For the second time in about a month, Republican Minority Leader Mitch McConnell froze up for 20 seconds while speaking to reporters. It marks the latest in a string of episodes involving different lawmakers to call attention to the age and health of the legislature.

On the whole, Congress is getting older.

The current class of lawmakers is one of the oldest in history, with an overall median age of 59. The median age of senators is 65, the highest on record. In the House, the median age has hovered between 57 and 58 for the past decade, higher than in any year before that period.

These numbers have steadily ticked up since the 2000s, even as the country elects younger members. The freshman class sworn in this year was the youngest in recent history, with 18 new lawmakers under 40 elected to both chambers.

But the older generations still dominate Congress, and debates about term limits, ageism, and the overall fitness of the gerontocracy to lead the nation have become a feature of American political discourse.

At 81, McConnell is the fourth-oldest senator and one of more than two-dozen members who come from the Silent Generation born between the late 1920s and the end of World War II.

One of McConnell’s peers, 90-year-old Sen. Dianne Feinstein (D-Calif.), is the oldest senator and has experienced severe health complications this year after recovering from a case of shingles. Last month, she appeared confused when called on to cast a vote in a committee hearing and had to be nudged by the committee chair, Sen. Patty Murray (D-Wash.), to say “aye.”

Congress has long been older than the overall American population, and the nation’s median age is creeping up, too. But with baby boomers, the generation that came after McConnell’s and Feinstein’s, making up nearly half of Congress, it’s unlikely that the age balance among lawmakers will change significantly any time soon.

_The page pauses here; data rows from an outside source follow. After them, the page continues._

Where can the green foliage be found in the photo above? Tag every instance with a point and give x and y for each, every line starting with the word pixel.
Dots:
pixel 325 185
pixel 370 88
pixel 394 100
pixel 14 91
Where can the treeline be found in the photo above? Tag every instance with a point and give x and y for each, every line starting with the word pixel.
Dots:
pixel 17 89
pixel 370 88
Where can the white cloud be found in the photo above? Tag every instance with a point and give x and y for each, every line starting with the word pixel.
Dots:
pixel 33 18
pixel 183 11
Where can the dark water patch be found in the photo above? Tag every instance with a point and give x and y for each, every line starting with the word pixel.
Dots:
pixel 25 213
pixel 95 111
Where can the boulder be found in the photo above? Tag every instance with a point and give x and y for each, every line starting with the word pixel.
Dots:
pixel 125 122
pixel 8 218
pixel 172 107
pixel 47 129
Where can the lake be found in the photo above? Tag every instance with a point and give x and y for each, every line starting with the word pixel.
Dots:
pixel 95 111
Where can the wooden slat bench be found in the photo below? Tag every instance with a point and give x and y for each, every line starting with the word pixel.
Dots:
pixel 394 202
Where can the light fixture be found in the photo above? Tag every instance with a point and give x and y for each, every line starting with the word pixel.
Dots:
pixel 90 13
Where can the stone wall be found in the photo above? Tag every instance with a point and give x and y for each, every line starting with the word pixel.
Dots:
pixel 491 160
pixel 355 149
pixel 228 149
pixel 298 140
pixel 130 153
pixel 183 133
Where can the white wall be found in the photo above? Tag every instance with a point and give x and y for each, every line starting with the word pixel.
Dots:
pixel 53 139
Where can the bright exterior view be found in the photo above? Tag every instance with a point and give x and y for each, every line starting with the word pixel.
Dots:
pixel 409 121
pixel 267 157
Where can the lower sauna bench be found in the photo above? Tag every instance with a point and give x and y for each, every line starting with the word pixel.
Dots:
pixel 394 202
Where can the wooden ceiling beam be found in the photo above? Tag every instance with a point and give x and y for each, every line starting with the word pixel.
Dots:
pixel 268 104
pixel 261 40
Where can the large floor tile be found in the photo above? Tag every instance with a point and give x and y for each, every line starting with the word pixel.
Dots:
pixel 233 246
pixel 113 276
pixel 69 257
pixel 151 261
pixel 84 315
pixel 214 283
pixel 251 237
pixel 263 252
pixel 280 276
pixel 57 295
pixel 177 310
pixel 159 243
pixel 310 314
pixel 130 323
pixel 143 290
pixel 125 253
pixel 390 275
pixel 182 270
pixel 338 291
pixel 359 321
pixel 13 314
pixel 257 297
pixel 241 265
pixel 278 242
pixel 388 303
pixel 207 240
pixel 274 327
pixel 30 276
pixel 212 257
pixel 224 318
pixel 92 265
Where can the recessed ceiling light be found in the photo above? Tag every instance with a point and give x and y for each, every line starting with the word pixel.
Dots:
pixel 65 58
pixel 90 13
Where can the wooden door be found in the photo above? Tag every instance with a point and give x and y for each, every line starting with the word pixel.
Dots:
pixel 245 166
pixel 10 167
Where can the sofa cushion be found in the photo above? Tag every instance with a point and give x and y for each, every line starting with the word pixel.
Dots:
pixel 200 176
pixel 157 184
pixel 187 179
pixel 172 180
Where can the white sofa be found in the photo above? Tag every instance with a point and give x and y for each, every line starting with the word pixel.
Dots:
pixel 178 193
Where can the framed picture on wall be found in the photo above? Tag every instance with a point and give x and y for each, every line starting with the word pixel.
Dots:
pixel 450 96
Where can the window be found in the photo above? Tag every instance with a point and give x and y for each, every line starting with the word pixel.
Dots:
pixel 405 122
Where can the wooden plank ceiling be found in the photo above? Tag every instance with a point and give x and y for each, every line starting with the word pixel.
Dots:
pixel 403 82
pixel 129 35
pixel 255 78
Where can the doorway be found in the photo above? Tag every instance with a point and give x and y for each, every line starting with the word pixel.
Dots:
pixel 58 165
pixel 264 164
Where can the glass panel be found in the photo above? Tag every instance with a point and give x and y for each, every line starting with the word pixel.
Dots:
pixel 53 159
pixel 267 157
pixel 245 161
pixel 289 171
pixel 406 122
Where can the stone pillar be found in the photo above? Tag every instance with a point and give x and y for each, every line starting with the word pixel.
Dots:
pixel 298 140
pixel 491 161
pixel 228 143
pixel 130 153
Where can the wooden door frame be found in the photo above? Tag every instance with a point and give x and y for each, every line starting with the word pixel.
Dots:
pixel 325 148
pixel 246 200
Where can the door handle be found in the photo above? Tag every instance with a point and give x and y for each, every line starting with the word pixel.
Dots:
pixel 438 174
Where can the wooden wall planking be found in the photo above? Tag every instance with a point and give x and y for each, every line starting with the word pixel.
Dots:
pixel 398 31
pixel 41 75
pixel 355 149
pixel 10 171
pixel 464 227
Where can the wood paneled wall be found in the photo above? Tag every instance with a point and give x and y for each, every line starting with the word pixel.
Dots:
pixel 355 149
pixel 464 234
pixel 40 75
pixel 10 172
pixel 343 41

Millennials such as 38-year-old J.D. Vance (R-Ohio) and 33-year-old Rep. Alexandria Ocasio-Cortez (D-N.Y.) account for just 12 percent of lawmakers in the Capitol. And Gen Z is represented by a single member, Rep. Maxwell Frost (D-Fla.), who became the youngest member of this Congress and the first elected from his generation when he won his race in the district encompassing Orlando last fall.